Roger Burlton held a joint session across several of the tracks on assessing BPM maturity, starting with the BPTrends pyramid of process maturity, which ranges from a wide base of the implementation level, to the middle tier of the business process level, up to the enterprise level that includes strategy and process architecture. He also showed his own “Burlton Hexagon” of the disciplines that form around business process and performance: policy and rules, human capital, enabling technologies, supporting infrastructure, organizational structure, and intent and strategy. His point is that not everyone is ready for maturity in all the areas that impact BPM (such as organizational structure), although they may be doing process transformation projects that require greater maturity in many of these other areas. At some level, these efforts must be able to be traced back to corporate strategy.
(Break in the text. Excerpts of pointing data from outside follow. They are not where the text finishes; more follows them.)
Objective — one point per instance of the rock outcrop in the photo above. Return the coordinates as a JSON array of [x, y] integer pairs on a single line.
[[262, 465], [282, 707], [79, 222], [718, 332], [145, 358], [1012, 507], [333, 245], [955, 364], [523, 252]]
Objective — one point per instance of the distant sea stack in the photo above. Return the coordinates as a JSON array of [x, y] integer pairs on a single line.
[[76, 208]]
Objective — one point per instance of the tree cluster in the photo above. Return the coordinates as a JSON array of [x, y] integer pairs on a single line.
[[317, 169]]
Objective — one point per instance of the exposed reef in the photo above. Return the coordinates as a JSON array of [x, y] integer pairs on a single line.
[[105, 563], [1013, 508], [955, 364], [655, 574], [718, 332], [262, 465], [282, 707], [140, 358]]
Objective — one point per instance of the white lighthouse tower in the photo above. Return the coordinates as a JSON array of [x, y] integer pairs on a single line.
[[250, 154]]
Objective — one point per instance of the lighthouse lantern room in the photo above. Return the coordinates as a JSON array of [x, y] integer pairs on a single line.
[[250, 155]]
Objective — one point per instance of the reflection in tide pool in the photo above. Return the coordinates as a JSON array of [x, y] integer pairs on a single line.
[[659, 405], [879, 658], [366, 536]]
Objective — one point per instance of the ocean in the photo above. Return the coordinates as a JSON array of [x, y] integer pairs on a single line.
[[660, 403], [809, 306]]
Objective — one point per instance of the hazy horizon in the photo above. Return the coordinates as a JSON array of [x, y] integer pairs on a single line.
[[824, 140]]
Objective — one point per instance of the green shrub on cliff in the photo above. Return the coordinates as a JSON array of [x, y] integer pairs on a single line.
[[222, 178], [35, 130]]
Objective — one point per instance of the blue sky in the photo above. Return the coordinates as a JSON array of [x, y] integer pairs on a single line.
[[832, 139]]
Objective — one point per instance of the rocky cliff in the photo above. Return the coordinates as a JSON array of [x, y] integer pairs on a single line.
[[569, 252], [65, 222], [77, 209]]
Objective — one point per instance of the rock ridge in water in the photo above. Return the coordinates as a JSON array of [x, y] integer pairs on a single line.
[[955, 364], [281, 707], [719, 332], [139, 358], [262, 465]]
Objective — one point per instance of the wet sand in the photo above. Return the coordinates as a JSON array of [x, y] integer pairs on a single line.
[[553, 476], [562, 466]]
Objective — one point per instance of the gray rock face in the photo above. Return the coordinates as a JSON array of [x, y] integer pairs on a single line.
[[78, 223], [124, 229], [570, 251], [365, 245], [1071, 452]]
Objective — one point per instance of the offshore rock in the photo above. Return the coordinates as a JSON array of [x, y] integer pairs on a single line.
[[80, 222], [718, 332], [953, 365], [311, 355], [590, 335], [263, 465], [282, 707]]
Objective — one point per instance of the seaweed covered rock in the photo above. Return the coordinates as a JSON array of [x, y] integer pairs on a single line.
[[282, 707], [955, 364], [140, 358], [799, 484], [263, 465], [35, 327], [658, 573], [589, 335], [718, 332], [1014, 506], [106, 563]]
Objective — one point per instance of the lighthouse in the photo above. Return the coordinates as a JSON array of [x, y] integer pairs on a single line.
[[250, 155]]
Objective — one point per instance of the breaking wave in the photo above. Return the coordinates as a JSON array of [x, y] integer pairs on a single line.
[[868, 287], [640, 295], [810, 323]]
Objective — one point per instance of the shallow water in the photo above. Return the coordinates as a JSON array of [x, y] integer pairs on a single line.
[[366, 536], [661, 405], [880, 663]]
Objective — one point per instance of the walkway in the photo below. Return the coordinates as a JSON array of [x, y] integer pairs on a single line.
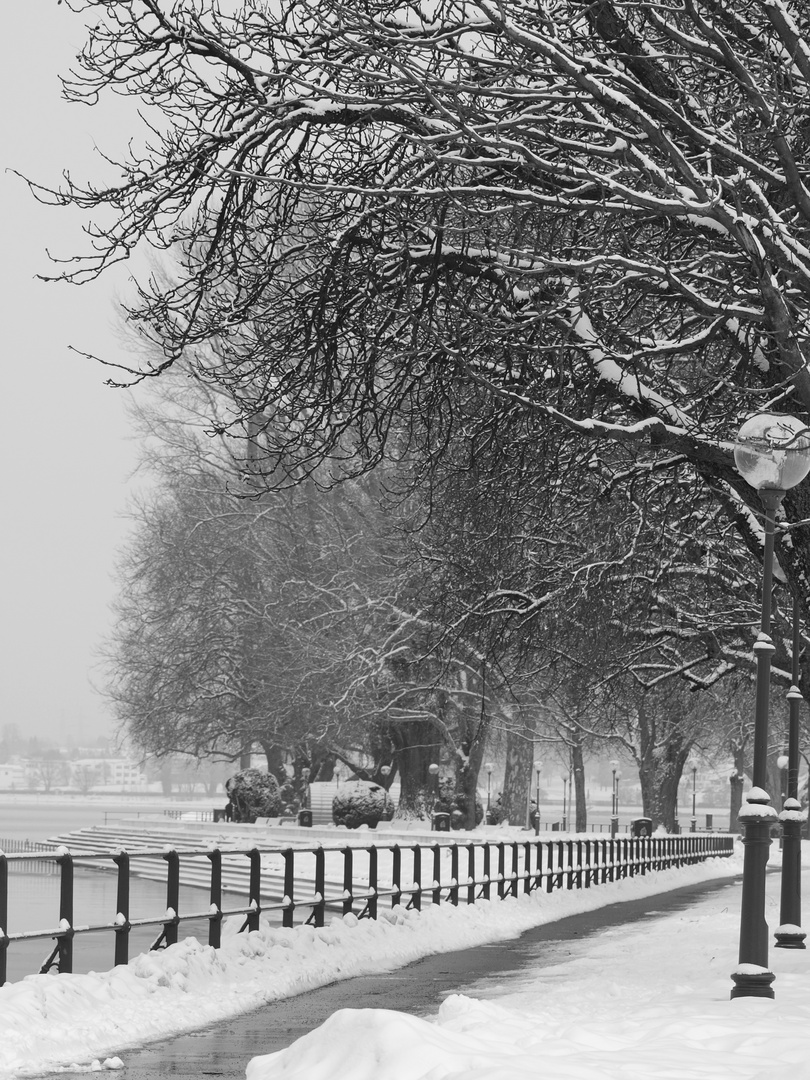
[[224, 1050]]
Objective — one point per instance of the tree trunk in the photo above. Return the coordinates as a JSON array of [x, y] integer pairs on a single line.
[[417, 748], [579, 786], [517, 777]]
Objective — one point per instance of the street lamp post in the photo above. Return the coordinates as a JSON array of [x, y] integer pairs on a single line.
[[489, 768], [790, 934], [693, 823], [433, 770], [772, 454], [538, 766]]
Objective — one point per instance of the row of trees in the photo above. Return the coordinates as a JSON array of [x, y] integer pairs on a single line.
[[524, 268]]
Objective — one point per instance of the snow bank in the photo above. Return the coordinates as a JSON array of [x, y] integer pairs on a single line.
[[51, 1022]]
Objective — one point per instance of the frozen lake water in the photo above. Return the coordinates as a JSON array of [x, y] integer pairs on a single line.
[[34, 899]]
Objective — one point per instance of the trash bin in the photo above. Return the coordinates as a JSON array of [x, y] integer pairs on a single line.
[[642, 826]]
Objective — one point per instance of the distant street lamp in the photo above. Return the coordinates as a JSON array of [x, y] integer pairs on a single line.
[[615, 800], [538, 766], [788, 933], [772, 454], [433, 770], [386, 772], [693, 823]]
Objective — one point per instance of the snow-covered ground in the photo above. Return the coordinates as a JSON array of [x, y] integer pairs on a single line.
[[648, 1000]]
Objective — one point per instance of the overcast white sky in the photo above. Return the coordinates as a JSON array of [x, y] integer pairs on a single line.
[[66, 449]]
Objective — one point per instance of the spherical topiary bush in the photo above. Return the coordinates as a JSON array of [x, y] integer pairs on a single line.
[[253, 794], [361, 804]]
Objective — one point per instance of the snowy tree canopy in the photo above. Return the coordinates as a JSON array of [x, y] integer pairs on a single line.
[[597, 214]]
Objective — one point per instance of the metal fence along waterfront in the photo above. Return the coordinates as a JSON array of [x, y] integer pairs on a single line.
[[300, 885]]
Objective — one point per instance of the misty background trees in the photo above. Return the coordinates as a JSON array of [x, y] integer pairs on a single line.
[[484, 293]]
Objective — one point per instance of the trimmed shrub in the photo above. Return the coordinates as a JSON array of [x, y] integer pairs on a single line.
[[361, 804], [456, 804], [253, 794]]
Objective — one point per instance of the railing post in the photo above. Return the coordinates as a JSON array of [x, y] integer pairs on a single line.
[[454, 874], [513, 883], [395, 875], [215, 898], [173, 896], [485, 891], [538, 864], [122, 908], [416, 898], [501, 869], [288, 899], [436, 873], [3, 917], [254, 889], [348, 880], [569, 860], [372, 901], [66, 913], [550, 865], [319, 908]]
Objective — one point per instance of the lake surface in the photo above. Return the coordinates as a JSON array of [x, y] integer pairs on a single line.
[[34, 899]]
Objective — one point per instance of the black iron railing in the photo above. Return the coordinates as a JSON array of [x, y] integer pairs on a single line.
[[289, 885]]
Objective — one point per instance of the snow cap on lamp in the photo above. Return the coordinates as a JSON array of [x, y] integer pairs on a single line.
[[772, 451]]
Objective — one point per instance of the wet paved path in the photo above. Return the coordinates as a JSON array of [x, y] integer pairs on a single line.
[[225, 1049]]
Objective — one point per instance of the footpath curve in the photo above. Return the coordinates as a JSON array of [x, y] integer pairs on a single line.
[[225, 1049]]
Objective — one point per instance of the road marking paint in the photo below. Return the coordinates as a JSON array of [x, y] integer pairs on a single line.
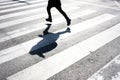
[[29, 29], [98, 75], [52, 65], [30, 18], [24, 48]]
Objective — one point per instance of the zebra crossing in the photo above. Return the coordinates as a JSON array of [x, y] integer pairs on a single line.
[[26, 21]]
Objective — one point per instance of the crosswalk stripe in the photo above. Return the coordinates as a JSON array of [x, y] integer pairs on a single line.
[[21, 13], [2, 4], [98, 75], [30, 18], [19, 4], [33, 28], [23, 48], [38, 10], [22, 7], [52, 65], [2, 1]]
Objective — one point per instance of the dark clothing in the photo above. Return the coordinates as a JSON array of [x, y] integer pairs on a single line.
[[57, 5], [54, 3]]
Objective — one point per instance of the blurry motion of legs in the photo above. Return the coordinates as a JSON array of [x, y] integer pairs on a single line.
[[57, 5]]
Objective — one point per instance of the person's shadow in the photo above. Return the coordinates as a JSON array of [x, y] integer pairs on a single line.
[[20, 1], [48, 42]]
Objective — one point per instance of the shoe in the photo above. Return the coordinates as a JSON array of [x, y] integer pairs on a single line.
[[68, 22], [50, 20]]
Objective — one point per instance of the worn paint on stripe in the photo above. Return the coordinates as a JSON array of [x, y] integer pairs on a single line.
[[29, 29], [10, 53], [52, 65]]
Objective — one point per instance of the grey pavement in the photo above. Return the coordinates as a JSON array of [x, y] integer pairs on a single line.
[[87, 50]]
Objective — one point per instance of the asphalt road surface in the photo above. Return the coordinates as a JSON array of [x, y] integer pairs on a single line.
[[33, 49]]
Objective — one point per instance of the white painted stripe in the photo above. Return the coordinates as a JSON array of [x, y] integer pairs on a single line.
[[19, 4], [22, 13], [6, 3], [30, 18], [99, 5], [29, 29], [98, 74], [41, 9], [23, 48], [22, 7], [52, 65]]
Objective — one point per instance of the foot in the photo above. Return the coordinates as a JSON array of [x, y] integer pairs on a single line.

He presented a process maturity model based on the SEI capability maturity model, showing the following levels:
- Initial – zero process organizations
- Repeatable – departmental process improvement projects, some cross-functional process definition
- Defined – business processes delivered and measurements defined
- Managed – governance system implemented
- Optimizing – ongoing process improvement
Moving from level 2 to 3 is a pretty straightforward progression that you will see in many BPM “project to program” initiatives, but the jump to level 4 requires getting the high-level management on board and starting to make some cultural shifts. Organizations have to be ready to accept a certain level of change and maturity: in fact, organizational readiness will always constrain achievement of greater maturity, and may even end up getting the process maturity team in trouble.
He presented a worksheet for assessing your enterprise BPM gap, with several different factors on which you are intended to mark the current state, the desired future state, and the organizational management (labeled as “how far will management let you go?”). The factors include enterprise context, value chain models, alignment of resources with business processes, process performance measurement system, direct management responsibility for value chains, and a process CoE. By marking the three states (as is, to be, and what can we get away with) on each of these as a starting point, it allows you to see not just the spread between where you are and where you need to be, but adds in that extra dimension of organizational readiness for moving to a certain level of process maturity.
Depending on whether your organization is ready to crawl, walk or run (as defined by your organizational readiness relative to the as-is and to-be states), there are different techniques for getting to the desired maturity state: for those with low organizational readiness, for example, you need to focus on increasing that first, then evolve the process capabilities together with readiness as it increases. Organizational readiness at the executive level manifests as understanding, willingness and ability to do their work differently: in many cases, executives don’t want to change how they do their work, although they do want to reap the benefits of increased process maturity.
He showed a more detailed spreadsheet of a maturity and readiness assessment for a large technology company, color-coded based on which factors contribute most to an increase in maturity, and which hold the most risk since they represent the biggest jump in maturity without necessarily having the readiness.
With such a focus on readiness, change management is definitely a big issue with increasing process maturity. In order to address this, there are a number of steps in a communication plan: understand the stakeholders’ concerns, determine the messages, identify the media for delivering the messages, identify timetables for communication and change, identify the messengers, create/identify change agents (who is sometimes the biggest detractor to start), and deliver the message and handle the feedback. In looking at stakeholder concerns as part of the communication plan, you need to look at levels from informational (“what is it”), personal (“how will it impact my job”), management (“how will the change happen”), consequences (“what are the benefits”) and on into collaboration where the buy-in really starts to happen.
Ultimately, you’re not trying to sell business process change (or BPMS) within the organization: you’re trying to sell improvements in business performance, particularly for processes that are currently painful. Focus on the business goals, and use a model of the customer experience to illustrate how process improvements can improve that experience and therefore help meet overall business goals.
Finishing up with the maturity model, if you’re at level 1 or 2, get an initial process steering committee and CoE in place for governance, and plan a simple process architecture targeted at change initiatives rather than governance. Get standards for tools and templates in place, and start promoting the process project successes via the CoE. This is really about getting some lightweight governance in place, showing some initial successes, and educating all stakeholders on what process can do for them.
If you’re at level 3 or 4, you need to be creating your robust process architecture in collaboration with the business, and socialize it across the enterprise. With the Process Council (steering committee) in place, make sure that the process stewards/owners report up to the council. Put process measurements are in place, and ensure that the business is being managed relative to those KPIs. Expand process improvement out to the related areas across the enterprise architecture, and create tools and methods within the CoE that make it easy to plan, justify and execute process initiatives.